I’ve had more of a look at the problem and got Benchmark Tools working correctly. I’ve also implemented the trivial matrix max.

using BenchmarkTools

function my2DMatrixMax(x::SubArray{Float64,2})
    max = 0.0
    @inbounds for j = 1:size(x,2)
         for i = 1:size(x,1)
            if x[i,j] > max
                max = x[i,j]
            end
        end
    end
end

function test()
  x = rand(512,2) # Array is 512 by 2
  y = x' # Array is 2 by 512

  results1 = 0.0; results2 = 0.0; results3 = 0.0; results4 = 0.0

  # Based on FORTRAN ordering, the first first and third results should be quickest
  @btime $results1 = maximum(view($x,1:128,:))
  @btime $results2 = maximum(view($y,:,1:128))
  @btime $results3 = my2DMatrixMax(view($x,1:128,:))
  @btime $results4 = my2DMatrixMax(view($y,:,1:128))

  # Check the calculation was the same with the percentage error
  println(isapprox(results1,results2))
  println(isapprox(results2,results3))
  println(isapprox(results4,results4))
end

Running test() returns the following output:

julia> test()
  1.079 μs (4 allocations: 160 bytes)
  730.280 ns (1 allocation: 64 bytes)
  322.061 ns (1 allocation: 64 bytes)
  845.157 ns (1 allocation: 64 bytes)
true
true
true

Also, running Julia with --check-bounds=no does not change the numbers. My function performs as I would expect with regards to memory ordering, but the built in function does not. I am also surprised that it is slow in both cases (relative to the results3 example).
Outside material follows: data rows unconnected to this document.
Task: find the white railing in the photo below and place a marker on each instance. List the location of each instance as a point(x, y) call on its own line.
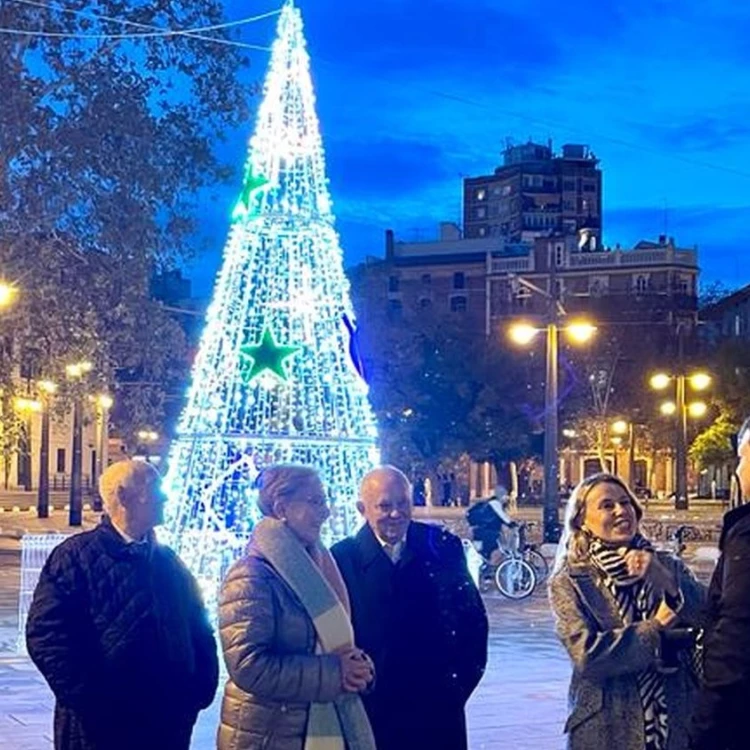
point(634, 258)
point(512, 265)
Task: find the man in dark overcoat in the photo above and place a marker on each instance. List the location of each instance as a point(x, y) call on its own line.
point(118, 629)
point(419, 616)
point(720, 721)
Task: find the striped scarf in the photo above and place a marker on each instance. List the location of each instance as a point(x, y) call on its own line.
point(343, 723)
point(636, 601)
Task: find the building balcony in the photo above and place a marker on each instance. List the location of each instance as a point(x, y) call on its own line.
point(630, 258)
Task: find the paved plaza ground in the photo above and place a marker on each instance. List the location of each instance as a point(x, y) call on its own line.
point(520, 703)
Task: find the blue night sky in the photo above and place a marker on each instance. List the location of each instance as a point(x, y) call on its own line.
point(414, 94)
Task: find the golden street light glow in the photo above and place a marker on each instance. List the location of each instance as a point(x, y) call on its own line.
point(522, 333)
point(699, 381)
point(47, 386)
point(580, 331)
point(668, 408)
point(660, 381)
point(7, 293)
point(105, 401)
point(28, 404)
point(620, 427)
point(697, 409)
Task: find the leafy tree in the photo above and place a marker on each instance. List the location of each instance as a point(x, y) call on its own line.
point(713, 447)
point(105, 144)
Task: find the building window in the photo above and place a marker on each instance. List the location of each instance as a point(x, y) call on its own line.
point(458, 304)
point(598, 285)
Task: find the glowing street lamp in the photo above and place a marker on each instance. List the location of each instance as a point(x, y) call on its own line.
point(668, 408)
point(698, 381)
point(8, 293)
point(660, 381)
point(579, 332)
point(697, 409)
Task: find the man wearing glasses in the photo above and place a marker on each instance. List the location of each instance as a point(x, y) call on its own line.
point(720, 721)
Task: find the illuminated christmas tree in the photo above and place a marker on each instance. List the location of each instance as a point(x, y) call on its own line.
point(276, 378)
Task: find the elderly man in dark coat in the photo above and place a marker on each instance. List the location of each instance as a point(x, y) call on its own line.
point(118, 628)
point(419, 616)
point(720, 721)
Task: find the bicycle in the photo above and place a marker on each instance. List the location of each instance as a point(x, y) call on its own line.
point(511, 568)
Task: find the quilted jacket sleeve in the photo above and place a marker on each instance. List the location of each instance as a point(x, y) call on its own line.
point(205, 647)
point(248, 613)
point(58, 635)
point(600, 654)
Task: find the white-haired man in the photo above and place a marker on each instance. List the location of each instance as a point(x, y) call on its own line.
point(118, 628)
point(418, 615)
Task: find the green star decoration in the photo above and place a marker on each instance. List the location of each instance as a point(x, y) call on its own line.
point(252, 184)
point(265, 355)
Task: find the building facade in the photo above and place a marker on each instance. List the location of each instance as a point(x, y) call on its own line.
point(645, 291)
point(536, 192)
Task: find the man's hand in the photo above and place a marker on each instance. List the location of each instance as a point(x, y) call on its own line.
point(665, 616)
point(357, 670)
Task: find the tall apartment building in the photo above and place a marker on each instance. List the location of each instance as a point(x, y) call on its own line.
point(536, 192)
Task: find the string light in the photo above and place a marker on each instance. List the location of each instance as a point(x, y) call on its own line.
point(280, 296)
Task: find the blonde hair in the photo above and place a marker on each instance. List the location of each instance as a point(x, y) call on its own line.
point(280, 482)
point(574, 542)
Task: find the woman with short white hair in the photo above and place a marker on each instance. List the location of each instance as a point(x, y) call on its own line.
point(623, 613)
point(294, 671)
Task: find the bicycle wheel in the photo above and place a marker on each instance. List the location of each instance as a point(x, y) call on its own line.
point(515, 578)
point(536, 560)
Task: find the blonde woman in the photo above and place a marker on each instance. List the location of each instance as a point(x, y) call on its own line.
point(294, 672)
point(622, 612)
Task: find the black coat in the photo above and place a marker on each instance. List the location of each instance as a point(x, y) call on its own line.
point(720, 722)
point(120, 633)
point(423, 623)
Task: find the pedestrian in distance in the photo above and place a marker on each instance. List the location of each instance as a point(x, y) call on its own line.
point(625, 614)
point(719, 721)
point(295, 673)
point(118, 629)
point(417, 612)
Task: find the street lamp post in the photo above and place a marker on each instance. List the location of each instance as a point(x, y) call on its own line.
point(47, 388)
point(75, 518)
point(579, 331)
point(27, 406)
point(682, 409)
point(104, 403)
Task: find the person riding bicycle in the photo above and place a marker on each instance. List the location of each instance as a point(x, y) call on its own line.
point(489, 519)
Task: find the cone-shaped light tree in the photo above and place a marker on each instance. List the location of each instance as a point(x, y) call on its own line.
point(275, 379)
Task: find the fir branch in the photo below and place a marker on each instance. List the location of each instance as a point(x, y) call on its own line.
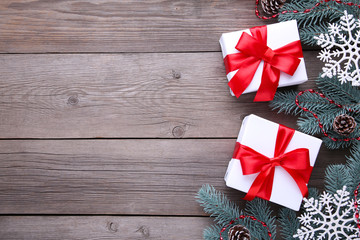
point(313, 193)
point(353, 164)
point(217, 205)
point(330, 144)
point(288, 223)
point(212, 233)
point(336, 176)
point(307, 34)
point(312, 23)
point(260, 209)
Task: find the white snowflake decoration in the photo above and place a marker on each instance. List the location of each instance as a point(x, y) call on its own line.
point(331, 217)
point(341, 50)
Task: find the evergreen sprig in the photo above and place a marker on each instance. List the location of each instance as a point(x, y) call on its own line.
point(316, 21)
point(343, 94)
point(288, 223)
point(223, 210)
point(219, 206)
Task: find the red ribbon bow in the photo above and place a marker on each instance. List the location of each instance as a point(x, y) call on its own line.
point(254, 49)
point(295, 162)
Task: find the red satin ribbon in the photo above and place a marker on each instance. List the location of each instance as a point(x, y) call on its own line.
point(296, 163)
point(254, 49)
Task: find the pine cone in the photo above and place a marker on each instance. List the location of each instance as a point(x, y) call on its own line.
point(344, 124)
point(238, 232)
point(272, 6)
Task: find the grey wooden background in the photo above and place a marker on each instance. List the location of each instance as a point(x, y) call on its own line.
point(114, 113)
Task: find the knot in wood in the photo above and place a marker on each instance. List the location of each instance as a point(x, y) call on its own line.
point(113, 227)
point(73, 100)
point(144, 230)
point(176, 74)
point(178, 132)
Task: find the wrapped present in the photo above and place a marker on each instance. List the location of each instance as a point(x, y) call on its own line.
point(272, 162)
point(263, 58)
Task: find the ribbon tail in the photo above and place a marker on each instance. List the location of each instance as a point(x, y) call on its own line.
point(244, 76)
point(269, 84)
point(262, 185)
point(299, 181)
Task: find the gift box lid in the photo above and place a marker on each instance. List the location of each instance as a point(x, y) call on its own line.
point(260, 135)
point(279, 34)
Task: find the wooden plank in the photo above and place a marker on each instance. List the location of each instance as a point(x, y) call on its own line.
point(168, 95)
point(141, 177)
point(28, 26)
point(101, 227)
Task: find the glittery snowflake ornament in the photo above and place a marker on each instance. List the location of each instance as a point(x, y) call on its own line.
point(341, 50)
point(329, 217)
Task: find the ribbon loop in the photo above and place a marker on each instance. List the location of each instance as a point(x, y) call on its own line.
point(268, 55)
point(253, 49)
point(295, 162)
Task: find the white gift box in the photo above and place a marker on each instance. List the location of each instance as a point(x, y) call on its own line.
point(278, 35)
point(260, 134)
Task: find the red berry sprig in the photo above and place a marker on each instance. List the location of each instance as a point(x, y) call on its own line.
point(242, 217)
point(305, 11)
point(297, 102)
point(356, 205)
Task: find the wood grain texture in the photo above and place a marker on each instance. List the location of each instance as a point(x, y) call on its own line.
point(140, 177)
point(159, 95)
point(101, 227)
point(29, 26)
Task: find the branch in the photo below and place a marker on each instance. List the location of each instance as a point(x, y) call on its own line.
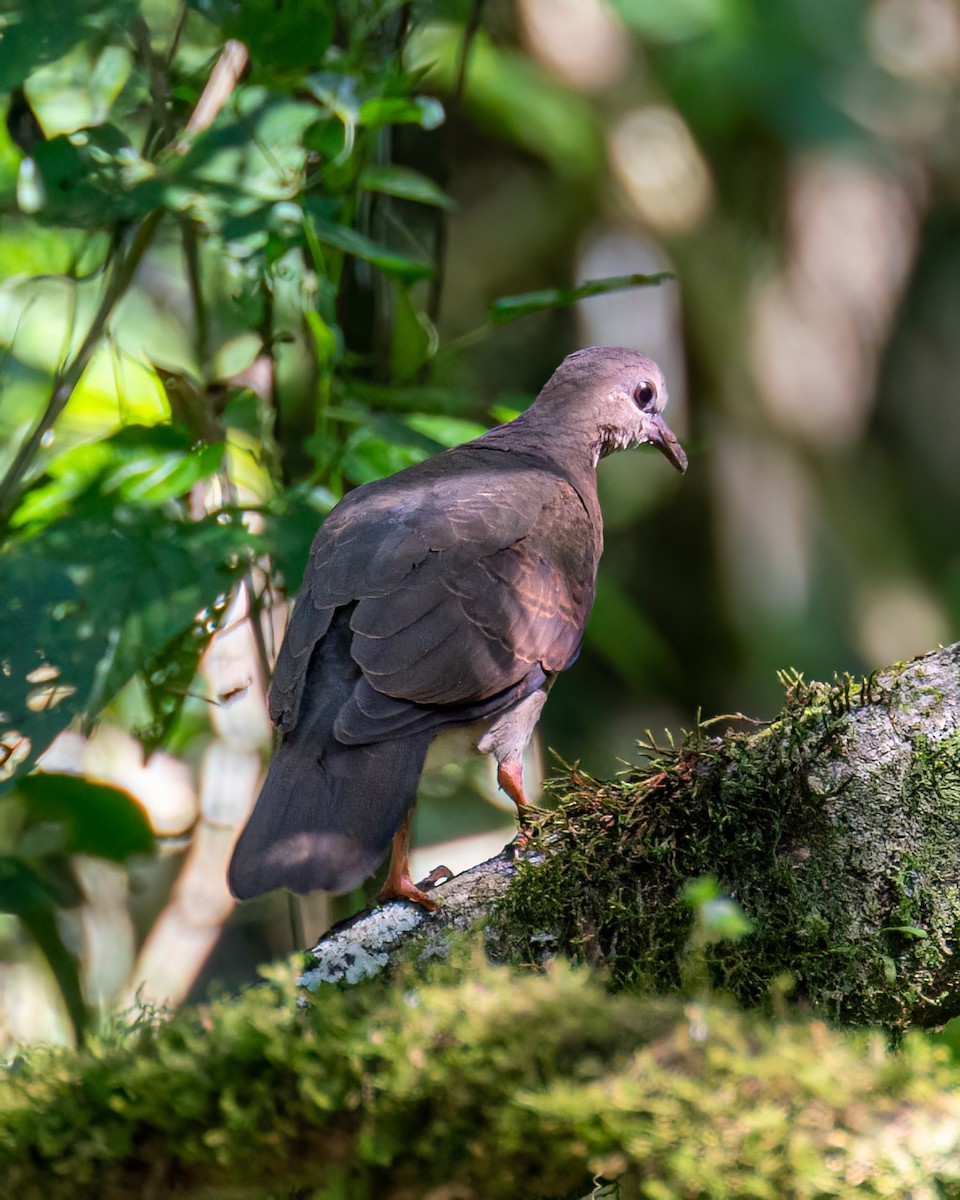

Could anybody elucidate the performance I’m seeing?


#8

For the view(y,:,1:128), the Base implementation of mapreduce realizes that you are actually looking at a memory-
contiguous subset of y and it uses fast “linear indexing”. Specifically, this is because Base.IndexStyle(view(y,:,1:128)) returns IndexLinear().

For view(x,1:128,:), Base.IndexStyle returns IndexCartesian(): because the view is not memory-contiguous, it uses mapfoldl, which uses the much slower start/next/done iteration. It seems like this is something that could be sped up for AbstractArray by using explicit loops over the coordinates.